Kuli Roberts: Naked at the feast

Has time arisen for those of us still here, God knows for how long, to seriously ponder the question of our morbid age: How should we mourn the dead? Not that we are not “the dead” as well, considering death has now fully assumed a life metaphor all its own. Is the art of obituary still sufficient a gesture in these die-stopian climes? It struck me not as a cynical thought that, soon enough, we’ll arrive at a moment in our collective existence when news of a famous person’s passing will be greeted with “Oh really, who is not dead yet?” And yet with all the prayers, fortitude, active resistance, deep empathy for each other and a spirit of community and individual stealth, foolish optimism, we must resist death. As we go on about such an act of resistance, mainly by taking care of each other and not only theorising about “self-care”, we need to actively resist the crass idolatry of the dead. Perhaps we must leave the dead alone to “die” in peace.  

Who you calling a punk?

Not long after the announcement of South Africa’s erstwhile media superstar Kuli Roberts’s passing hit the hot digital ether, some folks took to referring to her as a “diva”. Kuli was punk — period. Kuli was RuPaul punk, Paula Yates punk and, ultimately, the human totemic spirit she channelled over everyone was MaBrrr. 

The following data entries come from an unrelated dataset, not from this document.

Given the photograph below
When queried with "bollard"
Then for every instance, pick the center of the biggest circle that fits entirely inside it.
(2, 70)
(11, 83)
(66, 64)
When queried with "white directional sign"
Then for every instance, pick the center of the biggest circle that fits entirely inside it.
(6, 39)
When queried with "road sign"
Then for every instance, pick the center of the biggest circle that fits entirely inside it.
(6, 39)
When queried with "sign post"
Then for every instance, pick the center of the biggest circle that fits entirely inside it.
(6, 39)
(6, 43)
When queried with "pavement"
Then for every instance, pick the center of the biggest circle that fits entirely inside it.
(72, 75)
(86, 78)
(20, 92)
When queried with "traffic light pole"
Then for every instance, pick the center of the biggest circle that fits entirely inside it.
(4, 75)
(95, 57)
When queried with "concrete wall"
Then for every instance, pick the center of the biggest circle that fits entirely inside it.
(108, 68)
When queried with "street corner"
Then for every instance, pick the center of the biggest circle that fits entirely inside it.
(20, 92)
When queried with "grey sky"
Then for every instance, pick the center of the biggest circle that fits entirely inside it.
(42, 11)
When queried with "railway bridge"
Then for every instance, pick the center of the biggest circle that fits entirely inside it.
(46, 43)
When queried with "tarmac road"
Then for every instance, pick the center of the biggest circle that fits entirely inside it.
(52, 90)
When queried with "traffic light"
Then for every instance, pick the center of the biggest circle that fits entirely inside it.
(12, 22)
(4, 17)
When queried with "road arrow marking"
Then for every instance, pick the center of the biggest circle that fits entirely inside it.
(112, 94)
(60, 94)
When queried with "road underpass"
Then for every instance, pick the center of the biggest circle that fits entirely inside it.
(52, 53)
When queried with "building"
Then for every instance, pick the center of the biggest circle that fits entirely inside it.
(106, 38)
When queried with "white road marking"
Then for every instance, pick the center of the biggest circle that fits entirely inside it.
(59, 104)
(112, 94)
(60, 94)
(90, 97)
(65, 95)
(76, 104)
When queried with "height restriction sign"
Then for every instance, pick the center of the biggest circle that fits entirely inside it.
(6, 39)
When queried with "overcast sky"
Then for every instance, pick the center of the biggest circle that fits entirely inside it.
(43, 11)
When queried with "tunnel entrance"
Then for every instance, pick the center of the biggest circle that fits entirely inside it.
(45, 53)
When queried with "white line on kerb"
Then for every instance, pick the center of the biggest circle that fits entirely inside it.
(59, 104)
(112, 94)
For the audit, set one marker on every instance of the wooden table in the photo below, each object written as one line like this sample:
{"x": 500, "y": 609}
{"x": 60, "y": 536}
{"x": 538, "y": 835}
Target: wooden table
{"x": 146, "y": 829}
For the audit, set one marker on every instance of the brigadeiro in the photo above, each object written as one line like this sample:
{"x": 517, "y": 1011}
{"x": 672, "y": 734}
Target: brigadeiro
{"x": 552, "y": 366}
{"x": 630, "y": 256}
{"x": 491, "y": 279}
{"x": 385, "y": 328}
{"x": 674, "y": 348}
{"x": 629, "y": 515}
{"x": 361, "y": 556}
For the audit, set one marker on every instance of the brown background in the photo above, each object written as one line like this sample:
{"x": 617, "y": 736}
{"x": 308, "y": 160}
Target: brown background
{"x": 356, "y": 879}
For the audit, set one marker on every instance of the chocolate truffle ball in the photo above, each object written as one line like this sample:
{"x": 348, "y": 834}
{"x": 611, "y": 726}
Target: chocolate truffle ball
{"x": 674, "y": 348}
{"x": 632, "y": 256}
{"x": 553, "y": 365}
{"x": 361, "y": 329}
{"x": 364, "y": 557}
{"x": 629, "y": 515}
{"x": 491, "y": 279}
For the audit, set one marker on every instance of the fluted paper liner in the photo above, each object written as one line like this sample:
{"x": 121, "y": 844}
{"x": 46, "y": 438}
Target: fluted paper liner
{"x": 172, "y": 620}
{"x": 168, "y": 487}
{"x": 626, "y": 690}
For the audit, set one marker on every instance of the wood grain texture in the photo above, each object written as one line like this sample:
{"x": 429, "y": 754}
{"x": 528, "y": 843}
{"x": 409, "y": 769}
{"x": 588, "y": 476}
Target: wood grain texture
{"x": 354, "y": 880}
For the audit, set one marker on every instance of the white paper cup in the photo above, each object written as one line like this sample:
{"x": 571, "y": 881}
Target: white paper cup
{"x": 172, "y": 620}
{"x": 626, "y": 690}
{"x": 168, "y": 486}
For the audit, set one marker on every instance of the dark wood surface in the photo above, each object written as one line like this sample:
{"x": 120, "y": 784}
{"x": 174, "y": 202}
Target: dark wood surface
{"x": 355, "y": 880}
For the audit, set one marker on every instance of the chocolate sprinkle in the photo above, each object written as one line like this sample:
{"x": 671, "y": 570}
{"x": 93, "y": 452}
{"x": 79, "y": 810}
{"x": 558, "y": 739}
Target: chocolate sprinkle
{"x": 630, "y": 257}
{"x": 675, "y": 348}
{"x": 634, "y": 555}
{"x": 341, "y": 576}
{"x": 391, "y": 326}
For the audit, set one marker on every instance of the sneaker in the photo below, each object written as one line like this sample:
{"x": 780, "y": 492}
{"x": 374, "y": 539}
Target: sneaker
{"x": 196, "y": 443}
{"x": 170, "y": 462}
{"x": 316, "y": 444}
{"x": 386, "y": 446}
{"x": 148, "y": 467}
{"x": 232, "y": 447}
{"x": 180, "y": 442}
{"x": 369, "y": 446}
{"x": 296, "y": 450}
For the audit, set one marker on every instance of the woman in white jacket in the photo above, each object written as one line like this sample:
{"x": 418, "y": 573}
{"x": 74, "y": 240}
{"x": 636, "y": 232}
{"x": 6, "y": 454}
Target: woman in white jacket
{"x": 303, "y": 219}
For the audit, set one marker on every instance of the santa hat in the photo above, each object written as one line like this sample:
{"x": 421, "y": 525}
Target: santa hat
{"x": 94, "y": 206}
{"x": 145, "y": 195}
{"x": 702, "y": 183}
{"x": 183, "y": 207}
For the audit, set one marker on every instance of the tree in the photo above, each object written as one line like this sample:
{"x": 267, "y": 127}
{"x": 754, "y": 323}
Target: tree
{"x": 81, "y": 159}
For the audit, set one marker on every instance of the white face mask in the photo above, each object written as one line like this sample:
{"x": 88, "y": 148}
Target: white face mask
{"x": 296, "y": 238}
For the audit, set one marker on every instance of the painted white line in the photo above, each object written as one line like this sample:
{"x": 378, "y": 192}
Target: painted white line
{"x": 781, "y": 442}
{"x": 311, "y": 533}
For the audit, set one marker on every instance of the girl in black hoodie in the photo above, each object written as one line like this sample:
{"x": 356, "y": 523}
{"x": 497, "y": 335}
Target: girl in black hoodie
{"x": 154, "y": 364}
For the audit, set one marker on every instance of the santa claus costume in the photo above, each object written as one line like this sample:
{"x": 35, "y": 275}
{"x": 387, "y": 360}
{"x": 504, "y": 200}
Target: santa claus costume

Kuli was Brenda Fassie punk, Brenda Fassie chic and Brenda Fassie fierce. She was the singer’s true alter-negro, or, as she would have admonished me, “‘alter-Negress’, bhut wam’ su bhanxeka.”

And yet, because she was such a hard-working baller, she could have also sprung from both Truman Capote’s Black & White Masked Ball circa 1966, as much as from the author’s novel Breakfast at Tiffany’s

Everyone has their own Kuli fable. However, one story that’s not told enough is of her capacious love, over and above filial and romantic intimacy. Kuli loved and loved deep. She loved Black folks, the poor, underdogs of all kinds, her daughter Thembela (India), and son, Leaun (Themba). 

In a prophetic interview with potty-mouthed pod-king MacG — a sitting still shocking for its unalloyed rawness — Kuli tells a story about how she came to use Uber and other modes of public transport. “When I lost my television job as a presenter I had to make a choice between a woman losing her job and letting go of a car. I made the choice to let go of the car.” 

Upon the interviewer’s query about the make of her car, she dropped a blob of acid in boiling fat: “A Porsche!” You could hear the pin hitting the floor in the usually frenzied studio. Kuli’s domestic worker, who has been with her family for 15 years, suddenly faced job loss as a result of her boss losing hers. In her telling, that was a no-brainer. Hot wheels guss to go. The take-away from this? Do unto others what might have been denied to you. 

By the time she passed on, Kuli Roberts was trying her hand at civic politics, an issue she has been passionate about, it seems, all her life. And yet who Kuli was behind the permanent Naomi Campbell wig, rouge lips, and a veritable sample of Miles Davis goggles, remains elusive.